Artificial Intelligence model deployment, a problem or a challenge?

artificial intelligence deployment - a problem or a challenge

Short overview of pain points moving Deep Learning models into production environment.

Executive Summary

About 50 conversations with AI specialists working in different industries share their position about obstacles with AI models in production. Many treasured insights encouraged me to write the following article, so I hope you enjoy it.


Two years ago I finished my Master @ Imperial College London. I had a chance to be a part of BICI Lab working on advanced deep learning algorithms for healthcare. Getting plausible final results I decided to share my work with business people in the form of a sample app where people could test the solution using their data, not just read the paper (which was hard to understand even for people in the field of AI). I realized that it is not an easy task and even for big companies it is an issue.

Since that time I decided to pursue the passion of fast and easy AI model deployment. Investigating different solutions and approaches I tried to reach people dealing with this topic daily.

What is AI deployment?

Some of you might ask what exactly is AI model deployment? To clarify, “AI model deployment” is a process that starts when a model is trained and ends up with a model implemented in some mobile app or a webpage. Behind this process, there is a lot of iterative and very often arduous work.

Google engineers have pointed out in one of their papers that the ML code in only a small fraction of the whole ecosystem. The process of deployment plays a big role. It consists of many components like resource management, system monitoring, versioning, serving infrastructure.

Only a small fraction of real-world ML systems are composed of the ML code. The process of deployment is practically 50% of it (right side).

Well, so what is the hardest part of the process of model deployment?

From the architecture point of view one of the biggest problems that AI engineers face nowadays is the maintenance of models running in the production environment. Collecting events about behavior is one thing but extracting valuable information from it is still a tricky part. Sometimes it is hard to keep models up to date with business assumptions.

Since Machine Learning workflow is a fast-paced environment, versioning of models and datasets causes a lot of effort. Especially in a situation when we need to restore some previous configuration. Keeping up to date all versions clearly and understandably is a key to perform fast actions.

When it comes to algorithms, the next hard part is model optimization. Many popular Machine Learning and Data Science frameworks, like sci-kit-learn are simply not prepared for the production environment. Engineers need to spend a lot of time understanding the code created by scientists and optimize each part according to requirements.

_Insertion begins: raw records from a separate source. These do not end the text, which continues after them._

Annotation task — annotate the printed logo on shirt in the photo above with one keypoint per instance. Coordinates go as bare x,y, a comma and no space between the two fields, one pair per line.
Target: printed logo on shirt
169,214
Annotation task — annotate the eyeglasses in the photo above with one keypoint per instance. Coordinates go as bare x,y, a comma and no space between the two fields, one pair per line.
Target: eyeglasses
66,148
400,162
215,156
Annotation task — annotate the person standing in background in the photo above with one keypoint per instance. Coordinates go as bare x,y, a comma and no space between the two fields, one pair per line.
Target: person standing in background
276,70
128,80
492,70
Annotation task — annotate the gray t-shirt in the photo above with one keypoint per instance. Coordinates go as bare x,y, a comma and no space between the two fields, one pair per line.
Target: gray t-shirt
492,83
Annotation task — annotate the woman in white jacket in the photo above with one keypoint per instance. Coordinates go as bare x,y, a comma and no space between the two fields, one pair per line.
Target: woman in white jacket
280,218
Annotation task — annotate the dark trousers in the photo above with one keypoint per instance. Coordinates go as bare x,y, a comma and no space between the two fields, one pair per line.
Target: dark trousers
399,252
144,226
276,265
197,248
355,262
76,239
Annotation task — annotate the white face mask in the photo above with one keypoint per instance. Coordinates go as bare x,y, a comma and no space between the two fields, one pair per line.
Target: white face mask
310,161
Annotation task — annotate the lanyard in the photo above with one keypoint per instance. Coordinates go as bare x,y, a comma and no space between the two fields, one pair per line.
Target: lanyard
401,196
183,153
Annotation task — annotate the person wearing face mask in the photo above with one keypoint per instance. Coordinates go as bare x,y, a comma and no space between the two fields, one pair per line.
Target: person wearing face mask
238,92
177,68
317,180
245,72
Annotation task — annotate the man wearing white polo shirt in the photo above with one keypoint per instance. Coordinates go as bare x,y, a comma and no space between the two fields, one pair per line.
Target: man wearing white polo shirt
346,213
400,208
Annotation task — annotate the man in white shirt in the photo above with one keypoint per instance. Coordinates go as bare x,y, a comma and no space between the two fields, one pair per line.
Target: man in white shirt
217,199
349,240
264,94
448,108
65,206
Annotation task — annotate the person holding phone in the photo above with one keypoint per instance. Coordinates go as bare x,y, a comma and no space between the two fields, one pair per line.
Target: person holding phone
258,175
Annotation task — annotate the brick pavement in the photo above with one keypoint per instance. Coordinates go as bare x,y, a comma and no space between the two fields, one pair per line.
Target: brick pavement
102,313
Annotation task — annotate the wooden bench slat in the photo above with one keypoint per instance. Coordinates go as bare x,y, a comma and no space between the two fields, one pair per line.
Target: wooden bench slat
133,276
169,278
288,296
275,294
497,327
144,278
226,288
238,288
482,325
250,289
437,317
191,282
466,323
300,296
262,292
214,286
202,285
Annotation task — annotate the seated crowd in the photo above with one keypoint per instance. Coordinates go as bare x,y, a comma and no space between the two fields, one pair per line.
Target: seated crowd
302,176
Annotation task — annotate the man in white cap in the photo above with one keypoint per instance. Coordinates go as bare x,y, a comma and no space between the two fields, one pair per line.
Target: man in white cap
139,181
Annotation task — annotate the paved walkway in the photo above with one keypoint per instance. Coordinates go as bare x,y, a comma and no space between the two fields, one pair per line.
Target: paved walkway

It is also important to mention that most of those frameworks are written in python in which multithreading is not multithreading, due to the GIL (for heavy tech details please visit the following article). This problem is called parallelism. All those models very often end up rewritten to C language or some hardware-specific language, only weights left the same.

Going further into hardware there is a problem with hardware compatibility when we want to convert our model from a specific framework to edge or mobile. Lack of hardware-specific libraries slows down product delivery sometimes even for a couple of weeks.

Last but not least, from the business point of view there is a lack of MLOps. The people who stand between Machine Learning team and operational engineers. People able to manage the production lifecycle and understand distributed systems. Because Machine Learning is emerging in practically all areas of our lives there will be growing demand for Engineers who specialize in Machine-Learning-To-Production areas.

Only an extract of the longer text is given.